Thursday, November 11, 2010

One WWI story among tens of thousands - my wife's great grandfather

I read Lucinda O'Sullivan's post on her uncle who died during WWI I wanted to read my July 2009 post on our search for my wife's great-grandfather's grave. Only it's no longer on the system at Irish Central, so I reposted it here.

Cpl. Patrick Conway, d. 28-APR-16
One of the great things about studying family history is that you find that members of your family did things that make you wonder what they were thinking, what drove them. Often they did things that don't fit the general historic themes you learn about in school and through books.

For my wife and I this process started with regards to Patrick Conway back at the end of May when we first found her great grandparents' census form on the 1911 Census web site. Patrick was "head of family", a "bricklayer's labourer", had been married for nine years and had four children. The oldest child, my wife's grandmother, was nearly 7.

It wasn't even that anything we found was all that surprising, but my wife had never really thought about Patrick Conway other than as the man who was her father's grandfather and that he died in the First World War. The census somehow brought him to life.

We have few hard facts, but we believe Patrick served with the British Army in the Boer War in South Africa around 1900. We also believe he was a member of the Citizen's Army - a worker's militia born out of the Lockout of 1913.

Now that's interesting because in Irish history the Citizen's Army and the British Army ended up on opposite sides during the 1916 Rising, but that was all in the future when Patrick Conway enlisted in January 1915.

So, he was in the British Army, left, married, had a family, worked as a bricklayer, joined the Citizen's Army and joined the British Army again.
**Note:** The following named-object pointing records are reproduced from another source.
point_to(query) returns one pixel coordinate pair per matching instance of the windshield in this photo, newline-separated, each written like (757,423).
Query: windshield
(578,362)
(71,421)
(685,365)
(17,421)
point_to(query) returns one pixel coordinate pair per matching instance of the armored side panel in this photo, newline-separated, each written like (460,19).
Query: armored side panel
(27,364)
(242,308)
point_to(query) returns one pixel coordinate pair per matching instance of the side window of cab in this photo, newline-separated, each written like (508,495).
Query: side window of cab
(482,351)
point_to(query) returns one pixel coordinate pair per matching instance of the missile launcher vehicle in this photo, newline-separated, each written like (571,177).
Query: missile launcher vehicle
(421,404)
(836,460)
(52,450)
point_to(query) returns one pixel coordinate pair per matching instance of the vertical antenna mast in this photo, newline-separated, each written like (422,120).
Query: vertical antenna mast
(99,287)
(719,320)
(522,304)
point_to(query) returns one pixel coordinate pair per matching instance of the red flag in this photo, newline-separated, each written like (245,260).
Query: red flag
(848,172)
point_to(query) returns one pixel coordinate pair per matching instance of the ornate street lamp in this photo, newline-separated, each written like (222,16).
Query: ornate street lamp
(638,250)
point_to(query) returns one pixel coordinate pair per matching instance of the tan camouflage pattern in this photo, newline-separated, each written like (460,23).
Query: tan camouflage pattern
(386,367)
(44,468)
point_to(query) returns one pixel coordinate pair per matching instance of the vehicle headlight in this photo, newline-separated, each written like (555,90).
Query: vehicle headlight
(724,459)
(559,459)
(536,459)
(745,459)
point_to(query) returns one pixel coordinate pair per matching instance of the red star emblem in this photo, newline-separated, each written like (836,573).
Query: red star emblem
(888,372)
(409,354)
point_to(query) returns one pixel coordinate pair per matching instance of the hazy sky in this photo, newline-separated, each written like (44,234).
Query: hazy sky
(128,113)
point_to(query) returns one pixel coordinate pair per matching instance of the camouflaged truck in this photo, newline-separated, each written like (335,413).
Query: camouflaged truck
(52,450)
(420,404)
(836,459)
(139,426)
As my wife thought about all these things and the fact that he was around 38 years old when he (re)enlisted in the Army, the main question was: why? Why did Patrick Conway, a 38-year-old husband and father of four decide to go to war?

And really there was only one answer. He must have been out of work. As a friend of mine said to me recently when I told him this story, "What employer would hire a 38-year-old militant trade unionist bricklayer's laborer?" So simple and straight-forward that it has to be true.

They were harsh times and he probably realized that the army at least offered a wage and, even in death, a pension. Something for his family to live on.

That man was the father of my wife's grandmother, somebody she knew well, but who had never talked about these things. This is why my wife had to go to Bethune, France to visit his grave. We were going to be too near to let the chance slip by.

Bethune is only about an hour over the border from Ypres so we changed our plans to include a visit there. Unlike all the other British military cemeteries that I saw, Bethune is a local cemetery, with a war graves section. It is mostly local French people who are buried there. The war graves aren't exclusively British either. Most of them are British, but there are French and German soldiers buried there as well.

The Commonwealth War Graves in Bethune Cemetery
We found Patrick Conway's grave and found that he was buried near four other members of the Royal Dublin Fusiliers, who all died within a day or two of each other. We guessed that they were all injured in the same engagement, but we have no way of knowing. More research.